American college basketball season

The 1990–91 Boise State Broncos men's basketball team represented Boise State University during the 1990–91 NCAA Division I men's basketball season. The Broncos were led by eighth-year head coach Bobby Dye and played their home games on campus at the BSU Pavilion in Boise, Idaho.

They finished the regular season at 17–8 overall, with a 10–6 record in the Big Sky Conference, fourth in the standings.

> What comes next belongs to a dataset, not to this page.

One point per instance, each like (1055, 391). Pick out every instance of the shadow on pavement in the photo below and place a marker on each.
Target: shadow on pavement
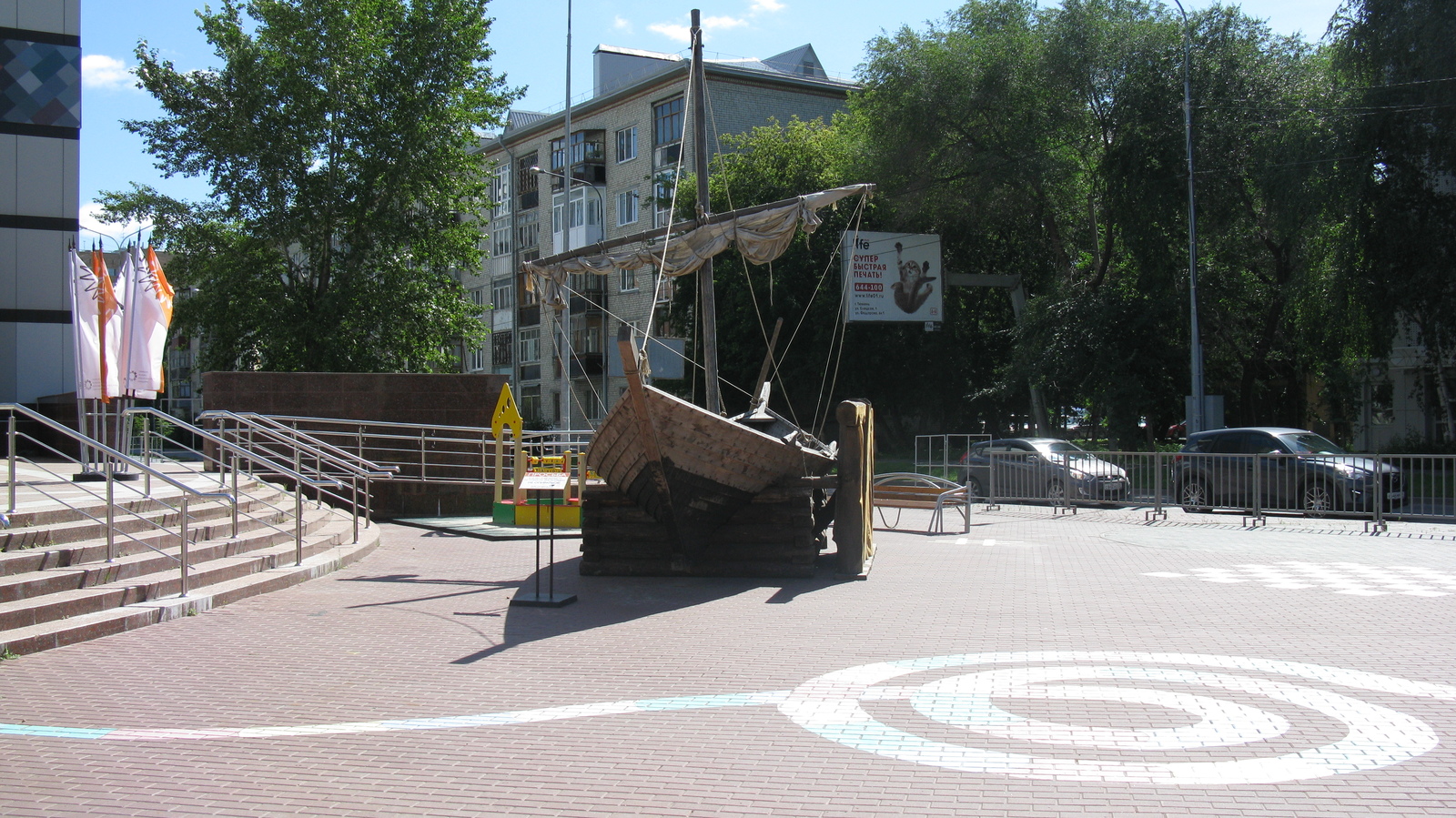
(603, 601)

In the conference tournament at Missoula, Montana, the fourth-seeded Broncos lost by four points to fifth seed Idaho State in the quarterfinals. Boise State received a bid to the National Invitation Tournament (NIT) and hosted a first round game, but lost to Southern Illinois by a point.

==Postseason results==

| Date time, TV | Rank^{#} | Opponent^{#} | Result | Record | Site (attendance) city, state |
Big Sky tournament
| Wed, March 6 9:00 pm | (4) | vs. (5) Idaho State Quarterfinal | L 69–73 | 17–9 | BSU Pavilion (4,205) Boise, Idaho |
National Invitation tournament
| Wed, March 13* 8:30 pm |  | Southern Illinois First round | L 74–75 | 17–10 | BSU Pavilion (8,577) Boise, Idaho |
*Non-conference game. ^{#}Rankings from AP poll. (#) Tournament seedings in parentheses. All times are in Mountain time.